Senior officials within the UK Ministry of Defence have raised alarm about the American technology company Palantir's expanding role at the heart of British government, warning that the firm's unprecedented access to sensitive data poses risks to national security.
The warnings, delivered by multiple MoD sources speaking on condition of anonymity, focus on Palantir's contracts to analyze intelligence, defense, and health service data—access that one official described as "beggaring belief" given the company's American ownership and close ties to US intelligence agencies.
"The idea that we've handed this level of access to a foreign company, even an allied one, should trouble anyone who thinks about sovereignty," one senior MoD source told The Nerve. "We're talking about data that goes to the core of national security decision-making. That shouldn't be processed by algorithms controlled in California."

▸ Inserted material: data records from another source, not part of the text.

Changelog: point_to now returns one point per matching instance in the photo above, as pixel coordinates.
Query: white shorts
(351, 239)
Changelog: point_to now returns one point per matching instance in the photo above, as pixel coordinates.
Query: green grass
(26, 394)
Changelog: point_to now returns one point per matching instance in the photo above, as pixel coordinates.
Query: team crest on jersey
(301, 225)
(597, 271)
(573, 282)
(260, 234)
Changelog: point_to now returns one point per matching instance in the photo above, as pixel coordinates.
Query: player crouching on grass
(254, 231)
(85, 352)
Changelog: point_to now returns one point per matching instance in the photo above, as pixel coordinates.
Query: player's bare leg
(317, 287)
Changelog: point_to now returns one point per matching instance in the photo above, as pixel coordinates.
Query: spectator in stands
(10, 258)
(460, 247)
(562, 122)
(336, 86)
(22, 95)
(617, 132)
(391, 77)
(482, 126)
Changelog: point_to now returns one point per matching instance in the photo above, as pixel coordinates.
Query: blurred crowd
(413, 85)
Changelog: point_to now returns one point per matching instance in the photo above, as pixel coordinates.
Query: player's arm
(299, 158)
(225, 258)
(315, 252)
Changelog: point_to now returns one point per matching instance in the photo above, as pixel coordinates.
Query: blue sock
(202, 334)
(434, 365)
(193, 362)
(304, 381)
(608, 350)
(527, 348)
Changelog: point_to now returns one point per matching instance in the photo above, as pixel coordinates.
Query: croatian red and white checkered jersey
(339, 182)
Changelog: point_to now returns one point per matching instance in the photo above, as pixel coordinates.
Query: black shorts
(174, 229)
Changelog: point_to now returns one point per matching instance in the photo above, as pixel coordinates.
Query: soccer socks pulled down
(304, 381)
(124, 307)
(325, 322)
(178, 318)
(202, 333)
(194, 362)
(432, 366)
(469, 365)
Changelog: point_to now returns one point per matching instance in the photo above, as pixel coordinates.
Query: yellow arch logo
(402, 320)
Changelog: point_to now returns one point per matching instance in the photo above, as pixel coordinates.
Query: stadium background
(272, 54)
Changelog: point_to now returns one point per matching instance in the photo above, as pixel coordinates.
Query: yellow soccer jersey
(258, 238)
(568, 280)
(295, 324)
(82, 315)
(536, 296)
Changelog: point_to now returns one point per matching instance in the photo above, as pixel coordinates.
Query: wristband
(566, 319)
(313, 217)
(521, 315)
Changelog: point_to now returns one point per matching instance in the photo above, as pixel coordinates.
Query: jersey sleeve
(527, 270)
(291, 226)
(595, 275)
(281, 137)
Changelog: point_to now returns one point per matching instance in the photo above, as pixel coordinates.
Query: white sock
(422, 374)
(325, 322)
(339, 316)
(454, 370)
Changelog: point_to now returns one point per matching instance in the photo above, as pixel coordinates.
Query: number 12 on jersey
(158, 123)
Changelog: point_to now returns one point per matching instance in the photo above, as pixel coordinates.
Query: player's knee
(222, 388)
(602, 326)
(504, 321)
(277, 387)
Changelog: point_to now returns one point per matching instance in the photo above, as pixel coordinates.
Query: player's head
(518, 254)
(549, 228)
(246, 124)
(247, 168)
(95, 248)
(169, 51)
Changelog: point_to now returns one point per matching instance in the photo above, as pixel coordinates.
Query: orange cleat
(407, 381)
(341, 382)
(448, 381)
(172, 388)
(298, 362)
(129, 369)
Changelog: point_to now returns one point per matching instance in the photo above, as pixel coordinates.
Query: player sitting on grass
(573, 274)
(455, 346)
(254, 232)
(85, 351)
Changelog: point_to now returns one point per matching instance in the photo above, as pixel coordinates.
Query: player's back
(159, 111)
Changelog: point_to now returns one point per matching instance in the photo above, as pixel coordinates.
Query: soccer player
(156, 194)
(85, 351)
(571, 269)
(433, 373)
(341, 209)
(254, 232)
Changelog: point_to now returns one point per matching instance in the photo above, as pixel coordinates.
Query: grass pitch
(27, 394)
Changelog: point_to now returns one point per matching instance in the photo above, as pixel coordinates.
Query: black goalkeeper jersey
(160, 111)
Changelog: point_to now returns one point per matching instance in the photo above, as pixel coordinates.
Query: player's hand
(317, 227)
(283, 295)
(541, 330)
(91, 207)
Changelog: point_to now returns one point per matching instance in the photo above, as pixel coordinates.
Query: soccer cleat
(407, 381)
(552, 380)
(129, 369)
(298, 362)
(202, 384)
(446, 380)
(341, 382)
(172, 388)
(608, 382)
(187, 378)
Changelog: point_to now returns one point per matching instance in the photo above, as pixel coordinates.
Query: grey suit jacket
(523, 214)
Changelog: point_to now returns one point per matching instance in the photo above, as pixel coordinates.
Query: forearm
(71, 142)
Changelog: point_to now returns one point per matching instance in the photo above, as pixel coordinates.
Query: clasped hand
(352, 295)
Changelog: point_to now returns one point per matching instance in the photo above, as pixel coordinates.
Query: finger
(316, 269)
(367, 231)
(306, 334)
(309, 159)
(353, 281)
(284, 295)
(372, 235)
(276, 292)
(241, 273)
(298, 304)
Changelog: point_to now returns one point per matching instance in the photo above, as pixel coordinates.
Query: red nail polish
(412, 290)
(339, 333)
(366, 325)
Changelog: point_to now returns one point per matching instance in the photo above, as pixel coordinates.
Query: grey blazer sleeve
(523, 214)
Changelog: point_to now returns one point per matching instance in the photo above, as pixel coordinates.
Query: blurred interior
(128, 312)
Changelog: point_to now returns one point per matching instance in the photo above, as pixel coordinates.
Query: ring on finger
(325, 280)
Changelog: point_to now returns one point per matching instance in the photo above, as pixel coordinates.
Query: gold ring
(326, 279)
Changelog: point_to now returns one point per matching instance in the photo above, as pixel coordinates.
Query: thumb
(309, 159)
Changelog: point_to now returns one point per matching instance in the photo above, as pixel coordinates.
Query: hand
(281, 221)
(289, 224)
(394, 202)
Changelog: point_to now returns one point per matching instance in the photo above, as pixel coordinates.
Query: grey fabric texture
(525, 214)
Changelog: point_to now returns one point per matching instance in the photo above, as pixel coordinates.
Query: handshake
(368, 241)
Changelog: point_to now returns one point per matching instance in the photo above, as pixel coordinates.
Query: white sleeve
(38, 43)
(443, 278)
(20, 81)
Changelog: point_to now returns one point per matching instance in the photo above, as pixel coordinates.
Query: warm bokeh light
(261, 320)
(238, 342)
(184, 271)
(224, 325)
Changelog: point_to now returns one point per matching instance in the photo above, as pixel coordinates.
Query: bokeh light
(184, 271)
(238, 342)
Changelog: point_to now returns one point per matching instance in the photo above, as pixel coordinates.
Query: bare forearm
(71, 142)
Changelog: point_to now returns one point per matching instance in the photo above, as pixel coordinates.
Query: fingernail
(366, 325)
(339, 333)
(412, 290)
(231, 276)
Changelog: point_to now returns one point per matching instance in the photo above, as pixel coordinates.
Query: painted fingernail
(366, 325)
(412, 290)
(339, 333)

Palantir Technologies, co-founded by billionaire Peter Thiel, has rapidly expanded its footprint in UK government over the past several years. The company, which made its name providing data analytics to US intelligence and military agencies, now holds contracts with the NHS, the MoD, and various intelligence services.
The scope of Palantir's access has grown particularly under the current government, which has embraced the company's Foundry platform as a tool for integrating disparate data systems across departments. Proponents argue the technology enables better decision-making by connecting information silos; critics warn it creates dangerous single points of failure and concentrates sensitive data in ways that may violate the principle of data compartmentalization that traditionally protects classified information.

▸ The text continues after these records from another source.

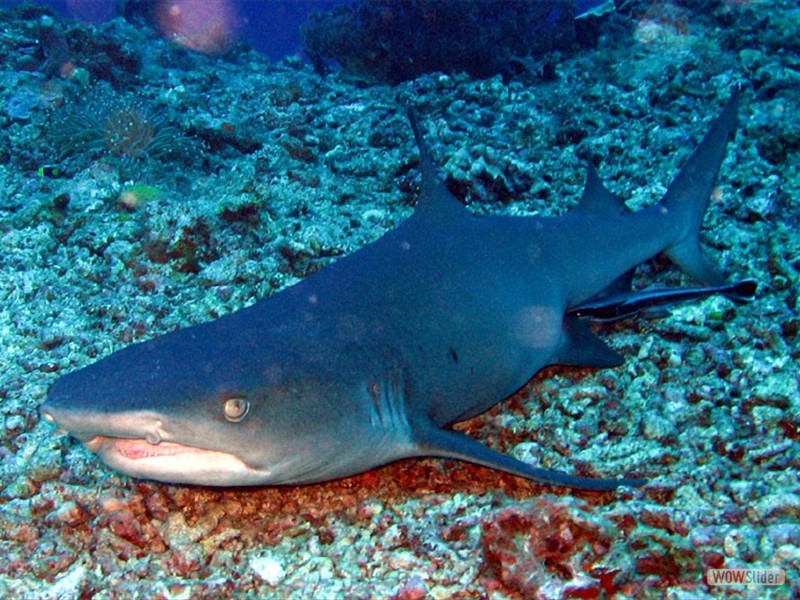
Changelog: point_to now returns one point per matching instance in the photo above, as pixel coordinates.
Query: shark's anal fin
(444, 443)
(616, 307)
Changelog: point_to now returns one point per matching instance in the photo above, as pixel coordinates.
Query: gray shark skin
(369, 360)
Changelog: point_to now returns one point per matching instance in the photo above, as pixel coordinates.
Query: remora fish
(369, 360)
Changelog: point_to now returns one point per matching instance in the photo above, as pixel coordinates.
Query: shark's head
(216, 405)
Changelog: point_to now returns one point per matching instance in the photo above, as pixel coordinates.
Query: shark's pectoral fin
(582, 348)
(433, 441)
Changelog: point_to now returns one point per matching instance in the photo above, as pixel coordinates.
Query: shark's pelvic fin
(687, 196)
(444, 443)
(582, 348)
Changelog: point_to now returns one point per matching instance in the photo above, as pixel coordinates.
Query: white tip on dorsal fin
(596, 199)
(435, 200)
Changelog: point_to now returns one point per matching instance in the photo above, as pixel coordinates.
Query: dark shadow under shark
(369, 360)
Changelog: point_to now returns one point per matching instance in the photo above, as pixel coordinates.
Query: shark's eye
(236, 409)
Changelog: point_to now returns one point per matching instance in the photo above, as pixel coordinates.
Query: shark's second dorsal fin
(596, 199)
(435, 200)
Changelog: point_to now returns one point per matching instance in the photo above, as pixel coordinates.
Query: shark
(375, 357)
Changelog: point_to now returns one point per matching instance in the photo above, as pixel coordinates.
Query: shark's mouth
(137, 449)
(171, 462)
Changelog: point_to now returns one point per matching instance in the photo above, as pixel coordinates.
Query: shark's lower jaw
(174, 463)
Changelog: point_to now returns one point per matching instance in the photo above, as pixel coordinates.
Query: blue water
(272, 27)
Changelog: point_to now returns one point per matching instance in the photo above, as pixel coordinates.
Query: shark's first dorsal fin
(435, 200)
(689, 192)
(596, 199)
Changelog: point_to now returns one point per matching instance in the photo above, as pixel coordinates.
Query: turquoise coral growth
(122, 127)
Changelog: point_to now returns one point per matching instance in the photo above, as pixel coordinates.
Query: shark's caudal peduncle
(371, 359)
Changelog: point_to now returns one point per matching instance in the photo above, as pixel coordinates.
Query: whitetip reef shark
(371, 359)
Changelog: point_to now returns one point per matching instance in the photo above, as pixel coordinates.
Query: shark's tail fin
(687, 196)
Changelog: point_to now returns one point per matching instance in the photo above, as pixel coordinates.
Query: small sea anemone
(110, 124)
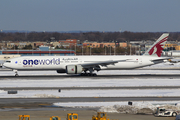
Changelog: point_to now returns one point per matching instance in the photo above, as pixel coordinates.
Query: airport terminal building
(43, 51)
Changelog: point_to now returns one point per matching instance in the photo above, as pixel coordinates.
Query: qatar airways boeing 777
(82, 64)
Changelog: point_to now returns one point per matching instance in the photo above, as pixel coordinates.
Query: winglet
(157, 48)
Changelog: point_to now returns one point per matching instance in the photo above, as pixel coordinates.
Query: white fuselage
(60, 62)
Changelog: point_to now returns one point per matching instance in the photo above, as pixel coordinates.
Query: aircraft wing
(161, 59)
(103, 63)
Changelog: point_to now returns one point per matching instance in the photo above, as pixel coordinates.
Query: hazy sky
(90, 15)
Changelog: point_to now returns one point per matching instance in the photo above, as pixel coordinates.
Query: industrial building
(43, 51)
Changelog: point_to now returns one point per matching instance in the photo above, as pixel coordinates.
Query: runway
(16, 102)
(117, 80)
(89, 88)
(107, 76)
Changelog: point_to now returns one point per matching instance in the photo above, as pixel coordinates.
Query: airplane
(86, 65)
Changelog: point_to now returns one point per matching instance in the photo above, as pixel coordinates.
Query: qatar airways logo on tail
(158, 48)
(42, 62)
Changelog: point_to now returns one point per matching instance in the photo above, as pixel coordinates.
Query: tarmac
(82, 115)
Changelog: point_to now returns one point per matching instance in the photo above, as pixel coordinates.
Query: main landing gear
(88, 74)
(16, 72)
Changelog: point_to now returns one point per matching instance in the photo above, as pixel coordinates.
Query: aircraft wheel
(174, 114)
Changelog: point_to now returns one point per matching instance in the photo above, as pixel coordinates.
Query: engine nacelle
(61, 71)
(74, 69)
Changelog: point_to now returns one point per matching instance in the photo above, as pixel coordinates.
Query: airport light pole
(110, 50)
(82, 49)
(90, 50)
(75, 48)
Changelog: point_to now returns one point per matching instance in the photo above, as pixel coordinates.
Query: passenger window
(75, 116)
(8, 61)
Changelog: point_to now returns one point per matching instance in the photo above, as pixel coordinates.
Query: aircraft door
(140, 61)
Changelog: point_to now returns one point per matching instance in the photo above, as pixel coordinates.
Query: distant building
(43, 51)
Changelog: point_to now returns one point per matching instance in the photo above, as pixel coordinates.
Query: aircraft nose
(7, 63)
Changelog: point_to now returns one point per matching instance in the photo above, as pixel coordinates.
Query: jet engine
(61, 71)
(74, 69)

To understand today's headlines, we must look at yesterday's decisions. Britain's turn to Palantir reflects years of underinvestment in domestic technology capabilities, leaving the government dependent on foreign—primarily American—companies for critical digital infrastructure. That dependency has created a situation where UK officials must trust Palantir's assurances about data security and algorithm transparency, rather than having direct control over the systems processing their most sensitive information.